You are viewing a plain text version of this content. The canonical link for it is here.
Posted to dev@flink.apache.org by Norman Spangenberg <wi...@studserv.uni-leipzig.de> on 2014/08/06 17:15:14 UTC
parse json-file with scala-api and json4s
hello,
i hope this is the right place for this question.
i'm currently experimenting and comparing flink/stratosphere and apache
spark.
my goal is to analyse large json-files of twitter-data and now i'm
looking for a way to parse the json-tuples in a map-function and put in
a dataset.
for this i'm using the flink scala api and json4s.
but in flink the problem is to parse the json-file.
val words = cleaned.map { ( line => parse(line) }
Error Message is:
Error analyzing UDT org.json4s.JValue: Subtype
org.json4s.JsonAST.JInt - Field num: BigInt - Unsupported type BigInt
Subtype
org.json4s.JsonAST.JArray - Field arr:
List[org.json4s.JsonAST.JValue] - Subtype org.json4s.JsonAST.JInt -
Field num: BigInt - Unsupported type BigInt Subtype
org.json4s.JsonAST.JArray - Field arr:
List[org.json4s.JsonAST.JValue] - Subtype org.json4s.JsonAST.JDecimal -
Field num: BigDecimal - Unsupported type
BigDecimal Subtype org.json4s.JsonAST.JDecimal - Field num:
BigDecimal - Unsupported type BigDecimal Subtype
org.json4s.JsonAST.JObject - Field obj:
List[(String, org.json4s.JsonAST.JValue)] - Field _2:
org.json4s.JsonAST.JValue - Subtype org.json4s.JsonAST.JInt - Field num:
BigInt - Unsupported type BigInt
Subtype org.json4s.JsonAST.JObject - Field obj: List[(String,
org.json4s.JsonAST.JValue)] - Field _2: org.json4s.JsonAST.JValue - Subtype
org.json4s.JsonAST.JDecimal - Field num: BigDecimal - Unsupported
type BigDecimal
in spark i found a way based on
https://gist.github.com/cotdp/b471cfff183b59d65ae1
val user_interest = lines.map(line => {parse(line)})
.map(json => {implicit lazy val formats =
org.json4s.DefaultFormats
val name = (json \
"name").extract[String]
val location_x = (json \ "location"
\ "x").extract[Double]
val location_y = (json \ "location"
\ "y").extract[Double]
val likes = (json \
"likes").extract[Seq[String]].map(_.toLowerCase()).mkString(";")
( UserInterest(name, location_x,
location_y, likes) )
})
this works fine in spark, but is it possible to do the same with flink?
kind regards,
norman
Re: parse json-file with scala-api and json4s
Posted by Aljoscha Krettek <al...@apache.org>.
Hi Norman,
right now it is only possible to use Primitive Types and Case Classes (of
which tuples are a special case) as Scala Data Types. Your program could
work if you omit the second map function and instead put that code in your
first map function. This way you avoid having that custom JSON Type as the
data type of your first intermediate DataSet.

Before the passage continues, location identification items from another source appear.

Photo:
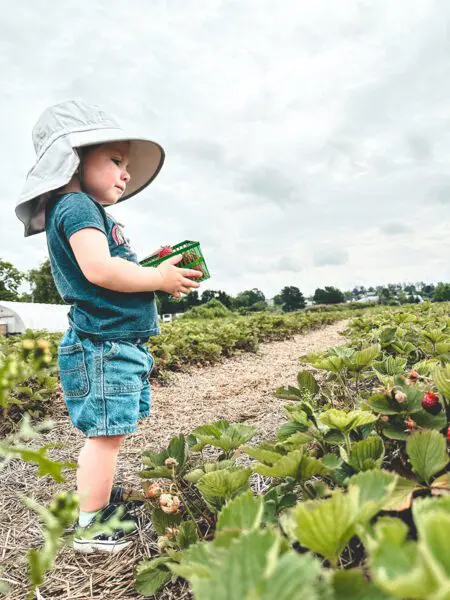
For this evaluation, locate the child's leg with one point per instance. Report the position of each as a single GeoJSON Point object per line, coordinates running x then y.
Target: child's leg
{"type": "Point", "coordinates": [96, 469]}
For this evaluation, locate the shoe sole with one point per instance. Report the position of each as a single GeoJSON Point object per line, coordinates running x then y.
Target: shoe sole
{"type": "Point", "coordinates": [89, 546]}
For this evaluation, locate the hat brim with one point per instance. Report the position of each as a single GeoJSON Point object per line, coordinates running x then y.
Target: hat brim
{"type": "Point", "coordinates": [56, 166]}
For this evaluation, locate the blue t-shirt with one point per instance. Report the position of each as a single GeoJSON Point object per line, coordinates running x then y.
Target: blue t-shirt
{"type": "Point", "coordinates": [96, 312]}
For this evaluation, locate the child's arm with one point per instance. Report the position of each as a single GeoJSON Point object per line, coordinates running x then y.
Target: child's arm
{"type": "Point", "coordinates": [91, 251]}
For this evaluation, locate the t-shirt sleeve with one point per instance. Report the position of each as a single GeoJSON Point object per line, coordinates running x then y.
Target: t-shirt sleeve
{"type": "Point", "coordinates": [78, 211]}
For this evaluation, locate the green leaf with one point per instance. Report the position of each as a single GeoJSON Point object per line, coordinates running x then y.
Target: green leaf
{"type": "Point", "coordinates": [307, 381]}
{"type": "Point", "coordinates": [152, 575]}
{"type": "Point", "coordinates": [427, 451]}
{"type": "Point", "coordinates": [366, 454]}
{"type": "Point", "coordinates": [324, 526]}
{"type": "Point", "coordinates": [266, 456]}
{"type": "Point", "coordinates": [286, 466]}
{"type": "Point", "coordinates": [161, 520]}
{"type": "Point", "coordinates": [156, 473]}
{"type": "Point", "coordinates": [298, 415]}
{"type": "Point", "coordinates": [441, 376]}
{"type": "Point", "coordinates": [177, 450]}
{"type": "Point", "coordinates": [375, 488]}
{"type": "Point", "coordinates": [396, 565]}
{"type": "Point", "coordinates": [394, 433]}
{"type": "Point", "coordinates": [243, 513]}
{"type": "Point", "coordinates": [288, 393]}
{"type": "Point", "coordinates": [225, 435]}
{"type": "Point", "coordinates": [387, 335]}
{"type": "Point", "coordinates": [295, 577]}
{"type": "Point", "coordinates": [352, 585]}
{"type": "Point", "coordinates": [187, 534]}
{"type": "Point", "coordinates": [310, 467]}
{"type": "Point", "coordinates": [390, 366]}
{"type": "Point", "coordinates": [346, 421]}
{"type": "Point", "coordinates": [194, 475]}
{"type": "Point", "coordinates": [224, 483]}
{"type": "Point", "coordinates": [251, 568]}
{"type": "Point", "coordinates": [362, 358]}
{"type": "Point", "coordinates": [380, 403]}
{"type": "Point", "coordinates": [429, 421]}
{"type": "Point", "coordinates": [333, 364]}
{"type": "Point", "coordinates": [46, 466]}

Just let me now if you need more information.
Aljoscha
On Wed, Aug 6, 2014 at 5:15 PM, Norman Spangenberg <
wir12kqe@studserv.uni-leipzig.de> wrote:
> hello,
> i hope this is the right place for this question.
> i'm currently experimenting and comparing flink/stratosphere and apache
> spark.
> my goal is to analyse large json-files of twitter-data and now i'm looking
> for a way to parse the json-tuples in a map-function and put in a dataset.
> for this i'm using the flink scala api and json4s.
> but in flink the problem is to parse the json-file.
> val words = cleaned.map { ( line => parse(line) }
> Error Message is:
> Error analyzing UDT org.json4s.JValue: Subtype org.json4s.JsonAST.JInt
> - Field num: BigInt - Unsupported type BigInt Subtype
> org.json4s.JsonAST.JArray - Field arr: List[org.json4s.JsonAST.JValue]
> - Subtype org.json4s.JsonAST.JInt - Field num: BigInt - Unsupported type
> BigInt Subtype
> org.json4s.JsonAST.JArray - Field arr: List[org.json4s.JsonAST.JValue]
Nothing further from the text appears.